A Multi-pronged Parallel Approach to Enhance Speed and Accuracy of Sequence Assembly

Munib Ahmed, Mohammad Saad Ahmad and Ishfaq Ahmad



Genome assembly is one of the most computationally complex processes in the field of bioinformatics. This complexity stems from the requirement that a very large number of sequenced segments, each 700-1000 bases long, be put together to reconstruct the full genome that, depending upon the specie, could be more than several billion bases in length. Moreover, due to the limitations of some laboratory procedures that occur during the sequencing of the genome, a full reconstruction with 100% accuracy is practically infeasible.
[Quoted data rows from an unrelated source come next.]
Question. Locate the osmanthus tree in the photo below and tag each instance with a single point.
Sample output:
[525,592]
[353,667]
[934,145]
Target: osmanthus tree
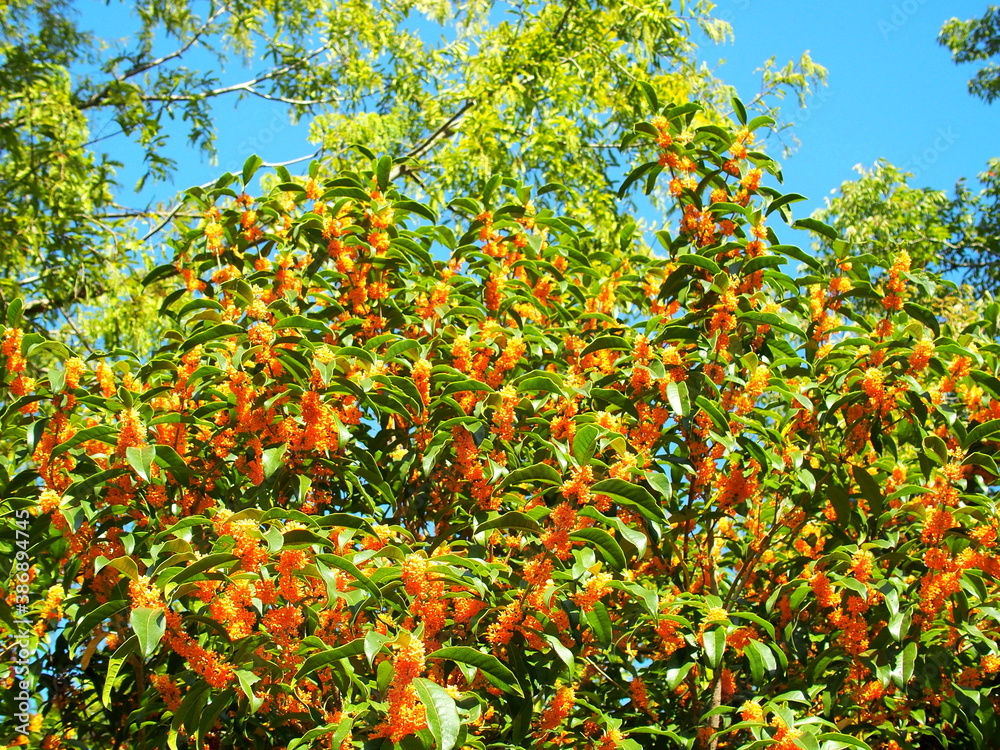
[400,482]
[464,89]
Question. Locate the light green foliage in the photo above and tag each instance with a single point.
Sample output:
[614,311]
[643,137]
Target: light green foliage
[977,40]
[882,214]
[465,90]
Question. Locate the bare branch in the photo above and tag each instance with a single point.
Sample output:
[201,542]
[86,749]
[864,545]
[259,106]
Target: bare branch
[443,131]
[247,87]
[99,96]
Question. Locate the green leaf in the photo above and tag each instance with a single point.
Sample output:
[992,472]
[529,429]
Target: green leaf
[844,740]
[85,486]
[272,459]
[301,322]
[815,225]
[85,623]
[383,171]
[606,342]
[512,520]
[104,433]
[223,330]
[326,658]
[740,110]
[141,459]
[605,543]
[797,253]
[870,489]
[600,623]
[677,397]
[650,95]
[761,654]
[441,711]
[585,443]
[530,474]
[714,642]
[342,563]
[934,445]
[208,562]
[497,674]
[565,655]
[247,679]
[904,665]
[925,316]
[700,261]
[627,493]
[114,667]
[374,641]
[149,625]
[250,167]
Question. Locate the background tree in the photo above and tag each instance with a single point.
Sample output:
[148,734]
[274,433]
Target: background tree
[399,482]
[957,235]
[977,40]
[462,90]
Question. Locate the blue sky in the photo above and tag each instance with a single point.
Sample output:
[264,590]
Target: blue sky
[893,93]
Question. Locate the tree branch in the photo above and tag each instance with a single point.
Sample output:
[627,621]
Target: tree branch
[443,131]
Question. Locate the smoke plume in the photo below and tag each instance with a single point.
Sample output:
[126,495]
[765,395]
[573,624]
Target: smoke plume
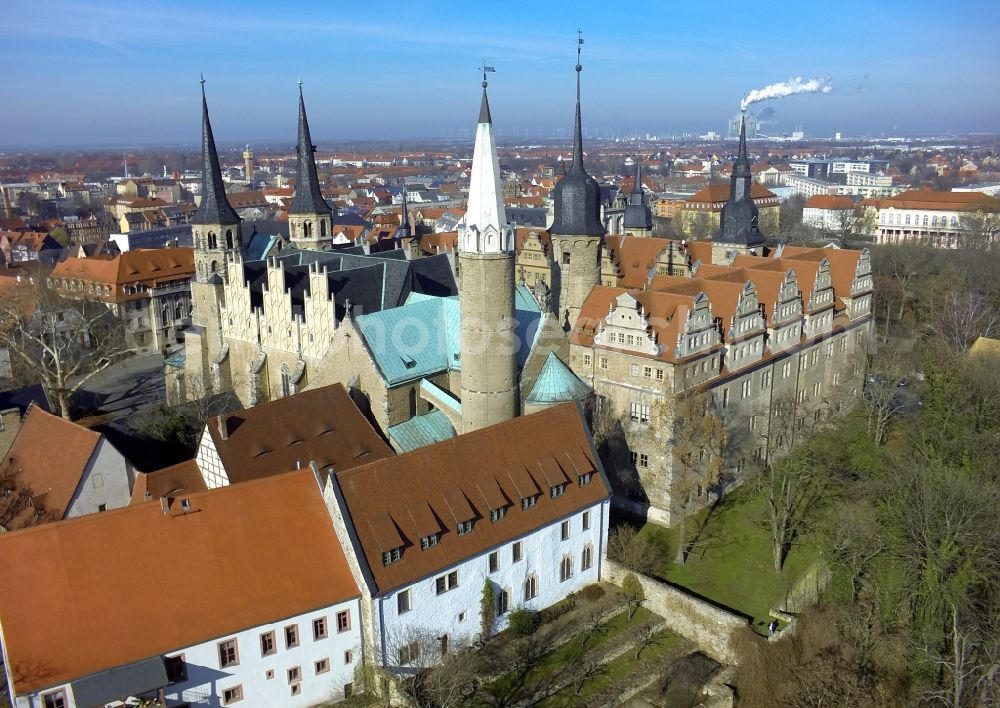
[786,88]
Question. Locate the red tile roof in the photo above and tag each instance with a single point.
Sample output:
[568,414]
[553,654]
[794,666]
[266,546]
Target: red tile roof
[394,502]
[109,589]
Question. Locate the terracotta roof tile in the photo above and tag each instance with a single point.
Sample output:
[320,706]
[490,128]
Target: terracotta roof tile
[392,503]
[50,455]
[253,553]
[322,425]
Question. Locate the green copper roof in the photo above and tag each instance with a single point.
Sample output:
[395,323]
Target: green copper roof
[556,383]
[421,430]
[422,337]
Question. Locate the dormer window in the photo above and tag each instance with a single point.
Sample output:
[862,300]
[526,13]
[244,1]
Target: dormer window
[429,541]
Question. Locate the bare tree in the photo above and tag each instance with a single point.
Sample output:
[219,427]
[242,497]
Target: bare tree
[967,316]
[66,341]
[698,437]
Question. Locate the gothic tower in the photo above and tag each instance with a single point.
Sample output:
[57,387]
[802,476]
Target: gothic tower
[309,215]
[216,231]
[738,231]
[248,164]
[486,290]
[638,218]
[576,228]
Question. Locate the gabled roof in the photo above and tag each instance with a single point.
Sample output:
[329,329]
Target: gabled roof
[556,383]
[394,502]
[322,425]
[49,456]
[264,551]
[174,481]
[422,337]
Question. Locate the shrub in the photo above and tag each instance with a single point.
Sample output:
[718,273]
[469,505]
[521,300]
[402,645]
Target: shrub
[591,593]
[522,621]
[554,612]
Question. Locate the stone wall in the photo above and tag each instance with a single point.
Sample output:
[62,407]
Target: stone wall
[707,625]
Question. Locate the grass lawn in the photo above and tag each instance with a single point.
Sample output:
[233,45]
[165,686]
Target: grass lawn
[731,562]
[565,655]
[611,672]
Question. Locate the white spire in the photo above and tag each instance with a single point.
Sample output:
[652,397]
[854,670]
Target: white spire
[484,227]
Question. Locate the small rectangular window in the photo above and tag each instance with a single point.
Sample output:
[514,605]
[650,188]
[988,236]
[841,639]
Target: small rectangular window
[267,644]
[232,695]
[343,621]
[228,654]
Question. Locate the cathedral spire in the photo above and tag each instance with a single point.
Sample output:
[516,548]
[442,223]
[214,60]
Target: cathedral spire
[576,198]
[308,198]
[742,166]
[214,207]
[484,228]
One of the early and critical phases of assembly is the detection of overlaps among segments. In this work, we propose a holistic approach to simultaneously enhance the execution speed and improve the accuracy using an error correction logic in a highperformance computing environment. By leveraging the extra processing power available in a parallel computing environment, we attempt to correct errors in the weaker end regions as opposed to trimming them off thereby enhancing the accuracy of the solution. The speed is improved by dynamically balancing the load among multiple processors and utilizing innovative data structures along with a hashing technique that require relatively lesser memory compared to some other programs.

Index Terms Accuracy, genome assembly, parallel processing.